Beat the Jargon

Apprenticeships:

A Government-funded programme with on-the-job experience and college based study, allowing you to earn while you learn.

Assessment:

A way of judging how you have learned, at exams, practicals, 
multiple choice tests etc.

Police Check:

To enrol on some courses, we need to make sure you haven’t got any past criminal convictions or ASBOs. An example would be Childcare where you cannot complete a placement if you have a criminal record.

Enrolment:

When you come to college to enrol on a particular course or courses.

Extended Project Qualification:

An optional qualification that can be studied in the final year of an ‘A’ Level / Extended Diploma programme to boost UCAS points.

Functional Skills:

Covers Maths, English and ICT (computer skills). Often studied as part of a course if you haven’t gained the relevant GCSE pass grades (A-C).

Initial Assessment:

A simple test to assess the current level you are working at.

Learning Resources Centre (LRC):

Another term for a library, a place where you can study and find information. You can borrow books, DVDs, journals and magazines relevant to your course and use college computers to work, access e-resources and undertake internet research.

Linear ‘A’ Levels:

The Government is introducing new linear 'A' Levels nationally, with all assessments now at the end of two years of study for certain subjects.

Literacy:

Another term for English.

Numeracy:

Another term for Maths.

Pass, Merit, Distinction:

The grades given to the units on BTEC qualifications. Distinction is the highest, followed by Merit, then Pass.

Portfolio of Work:

Evidence of what you have learned and achieved on your course. This could be written work, photographs, charts or reviews.

Practical Assessment:

A way of assessing the ‘hands on’ skills you have learned on your course. For example, you may be asked to run a coaching session, if you study a Sports course, for which you will be judged and given a score or mark.

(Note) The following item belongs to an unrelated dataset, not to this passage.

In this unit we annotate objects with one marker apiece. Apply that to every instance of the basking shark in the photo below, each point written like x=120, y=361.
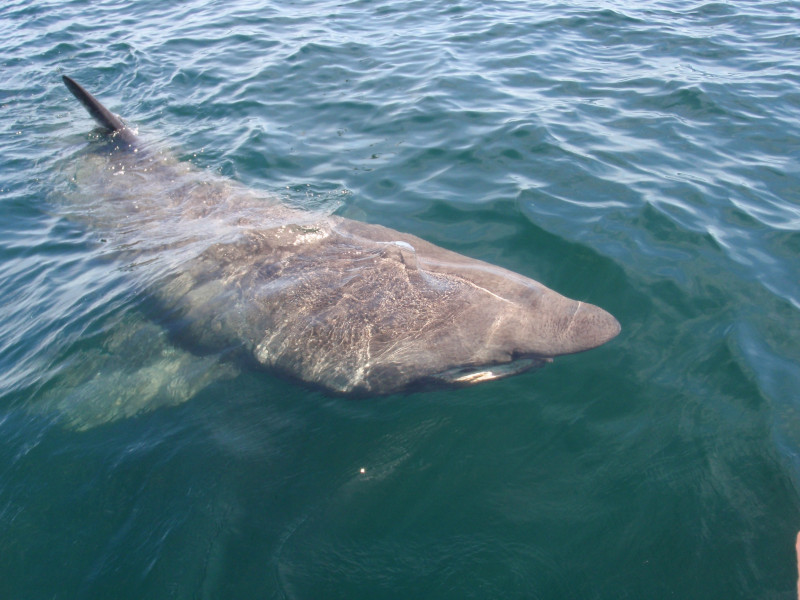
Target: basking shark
x=351, y=307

Raising the Participation Age (RPA):

The age to which young people are required to stay in education or training is 18 years of age.

Unit or Module:

A course is normally made up of a number of specific units or modules that will focus on one subject area, all of which need to be completed in order to gain the qualification. For example, you may study Photography as part of an Art and Design course, or Marketing as part of a Business course.

Vocational Qualification:

A way of learning more about a specific job or industry. A vocational course will prepare you for a particular career or careers within an industry, eg. Joinery, Engineering, Fashion, Childcare etc.

Work-Related Learning:

Learning topics that are specific to a job type. For example, learning how to create a presentation on a Business Administration course would be a skill you might use if you were employed as an Administrator.